Getting up at 4am is never fun, but with the prospect of a two hour flight to Berlin in total comfort, as well as a settled wait at the new Terminal Five in the Club Lounge ahead of me, I had a slight spring in my step. Silly me.

Traffic on the M25 was non-existent, which simply meant I was here three and a half hours early. Ahh well, comfortable club lounge here I come. Automatic check-in failed (I must be too early) so I headed over to the flight desk, and was told, by a yawning clerk who couldn’t care less that the flight was over-booked and I probably would not get on it, go away come back later, when there may be a space on another flight perhaps (yawn again, no ‘I’m sorry’). But then the magic happens. There’s a ‘c’ on my ticket – that means club! It’s all different now (the yawning hasn’t stopped – but I spy a hope) – I can go through to the club lounge to wait, but probably still wont get on the flight. Yawn.

Joining the queue through security I was ‘fast tracked’ into a long line of slow moving people… ‘why can’t I go through the normal one? There’s no one there?’, ‘You have a club class ticket sir we can fast track you’. Ah. Little point in arguing. Fast track also means I have to remove my shoes. The other normal lines don’t seem to be doing that.
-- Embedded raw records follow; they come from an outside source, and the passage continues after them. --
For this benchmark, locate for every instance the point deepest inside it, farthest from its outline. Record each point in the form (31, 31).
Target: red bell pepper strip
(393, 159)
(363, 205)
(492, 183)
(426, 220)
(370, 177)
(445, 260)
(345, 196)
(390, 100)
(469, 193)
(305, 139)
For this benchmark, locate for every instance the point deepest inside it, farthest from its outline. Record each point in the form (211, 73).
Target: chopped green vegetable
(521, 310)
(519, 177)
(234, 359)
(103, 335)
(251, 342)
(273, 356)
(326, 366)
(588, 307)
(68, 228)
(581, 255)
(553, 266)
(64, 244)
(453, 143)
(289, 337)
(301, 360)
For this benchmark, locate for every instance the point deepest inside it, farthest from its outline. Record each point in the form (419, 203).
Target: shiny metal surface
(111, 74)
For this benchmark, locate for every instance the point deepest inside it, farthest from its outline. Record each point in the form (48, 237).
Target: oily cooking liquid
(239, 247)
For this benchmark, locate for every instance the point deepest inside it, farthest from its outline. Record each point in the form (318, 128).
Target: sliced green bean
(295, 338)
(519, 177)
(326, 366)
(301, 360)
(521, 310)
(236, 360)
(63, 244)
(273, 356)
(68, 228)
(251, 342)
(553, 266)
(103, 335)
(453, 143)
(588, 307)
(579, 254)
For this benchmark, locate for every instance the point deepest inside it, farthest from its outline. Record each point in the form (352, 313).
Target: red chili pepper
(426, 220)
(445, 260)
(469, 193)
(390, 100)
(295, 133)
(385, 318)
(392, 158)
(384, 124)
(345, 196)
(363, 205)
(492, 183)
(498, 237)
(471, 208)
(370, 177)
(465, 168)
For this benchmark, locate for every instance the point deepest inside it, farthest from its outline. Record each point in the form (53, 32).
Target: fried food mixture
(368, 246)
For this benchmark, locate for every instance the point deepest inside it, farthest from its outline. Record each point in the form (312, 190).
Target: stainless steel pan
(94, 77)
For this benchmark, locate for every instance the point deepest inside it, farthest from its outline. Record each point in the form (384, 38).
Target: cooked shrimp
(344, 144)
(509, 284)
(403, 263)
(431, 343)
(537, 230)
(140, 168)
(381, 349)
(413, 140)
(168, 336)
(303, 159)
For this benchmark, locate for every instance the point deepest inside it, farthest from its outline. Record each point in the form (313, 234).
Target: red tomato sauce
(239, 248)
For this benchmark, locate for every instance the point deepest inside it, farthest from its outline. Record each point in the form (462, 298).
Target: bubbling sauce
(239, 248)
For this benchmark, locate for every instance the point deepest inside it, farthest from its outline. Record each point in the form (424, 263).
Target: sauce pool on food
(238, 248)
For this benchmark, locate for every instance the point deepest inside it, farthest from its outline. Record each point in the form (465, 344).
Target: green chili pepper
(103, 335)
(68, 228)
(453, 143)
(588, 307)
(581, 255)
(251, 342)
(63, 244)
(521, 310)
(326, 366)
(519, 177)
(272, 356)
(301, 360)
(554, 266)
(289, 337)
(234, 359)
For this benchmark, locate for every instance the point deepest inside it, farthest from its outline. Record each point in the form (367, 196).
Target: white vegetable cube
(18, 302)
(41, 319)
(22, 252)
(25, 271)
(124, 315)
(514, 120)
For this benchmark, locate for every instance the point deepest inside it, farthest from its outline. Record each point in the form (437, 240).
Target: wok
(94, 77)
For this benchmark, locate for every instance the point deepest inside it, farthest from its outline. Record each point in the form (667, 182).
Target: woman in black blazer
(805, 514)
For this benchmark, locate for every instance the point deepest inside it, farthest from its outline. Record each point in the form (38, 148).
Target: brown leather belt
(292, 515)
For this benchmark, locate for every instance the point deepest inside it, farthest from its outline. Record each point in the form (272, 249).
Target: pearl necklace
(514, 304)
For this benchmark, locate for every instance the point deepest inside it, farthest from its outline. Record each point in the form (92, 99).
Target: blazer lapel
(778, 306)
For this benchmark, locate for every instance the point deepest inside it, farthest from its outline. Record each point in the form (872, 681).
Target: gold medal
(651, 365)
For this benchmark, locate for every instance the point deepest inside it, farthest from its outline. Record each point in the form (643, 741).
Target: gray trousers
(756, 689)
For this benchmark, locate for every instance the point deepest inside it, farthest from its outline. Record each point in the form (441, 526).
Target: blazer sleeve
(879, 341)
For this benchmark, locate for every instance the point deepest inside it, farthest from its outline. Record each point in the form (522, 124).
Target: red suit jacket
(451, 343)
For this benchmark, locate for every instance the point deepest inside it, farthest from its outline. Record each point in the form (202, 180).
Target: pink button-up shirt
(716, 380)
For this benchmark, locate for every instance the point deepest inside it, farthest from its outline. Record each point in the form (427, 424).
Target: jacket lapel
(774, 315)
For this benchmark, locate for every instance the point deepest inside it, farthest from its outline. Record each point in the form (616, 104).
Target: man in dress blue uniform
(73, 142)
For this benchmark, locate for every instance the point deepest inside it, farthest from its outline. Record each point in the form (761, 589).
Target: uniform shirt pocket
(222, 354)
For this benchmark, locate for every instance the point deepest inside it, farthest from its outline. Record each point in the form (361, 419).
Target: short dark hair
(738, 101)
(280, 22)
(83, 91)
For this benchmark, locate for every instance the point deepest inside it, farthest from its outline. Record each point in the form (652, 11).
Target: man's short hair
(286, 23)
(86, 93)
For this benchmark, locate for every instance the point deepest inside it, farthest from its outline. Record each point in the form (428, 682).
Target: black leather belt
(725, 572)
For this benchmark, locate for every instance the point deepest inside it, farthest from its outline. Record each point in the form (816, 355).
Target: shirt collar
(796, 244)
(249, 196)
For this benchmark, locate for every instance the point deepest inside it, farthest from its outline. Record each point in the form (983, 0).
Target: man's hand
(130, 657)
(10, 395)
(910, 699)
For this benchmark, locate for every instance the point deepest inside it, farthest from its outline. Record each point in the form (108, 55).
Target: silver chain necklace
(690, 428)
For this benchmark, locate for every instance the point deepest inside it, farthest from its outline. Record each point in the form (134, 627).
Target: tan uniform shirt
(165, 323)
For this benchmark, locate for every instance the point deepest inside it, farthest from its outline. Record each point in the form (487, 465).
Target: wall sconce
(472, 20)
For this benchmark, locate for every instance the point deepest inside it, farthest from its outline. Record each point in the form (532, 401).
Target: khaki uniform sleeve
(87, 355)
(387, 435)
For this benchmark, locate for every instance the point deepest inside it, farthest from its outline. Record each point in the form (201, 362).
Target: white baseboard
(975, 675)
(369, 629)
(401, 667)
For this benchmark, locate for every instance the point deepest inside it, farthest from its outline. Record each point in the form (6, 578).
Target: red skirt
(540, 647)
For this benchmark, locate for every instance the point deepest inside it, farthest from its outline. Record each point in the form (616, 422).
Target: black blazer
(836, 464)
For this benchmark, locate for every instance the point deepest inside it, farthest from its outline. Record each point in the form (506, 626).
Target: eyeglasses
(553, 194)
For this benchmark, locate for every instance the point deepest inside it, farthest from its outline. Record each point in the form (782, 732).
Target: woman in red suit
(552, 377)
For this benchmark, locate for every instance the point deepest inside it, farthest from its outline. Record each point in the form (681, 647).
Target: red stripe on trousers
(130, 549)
Oh well. I’m then treated (because I’m special) to a good search by the rudest security person I have ever met. ‘Put your arms out straight’. ‘They are’, ‘no straighter’, ‘they don’t get any straighter’ (perhaps I am odd), ‘whatever’. Meh.

Now I sit in the club lounge and all is right with the world. I still don’t know if I’m going to get on my flight (and therefore make the exceptionally important meeting that could mean exceptionally important things for the company), or if I’m resigned to sitting next to the free food buffet. It’s a tough choice. There’s only one thing I know for certain. Neil Diamond rocks.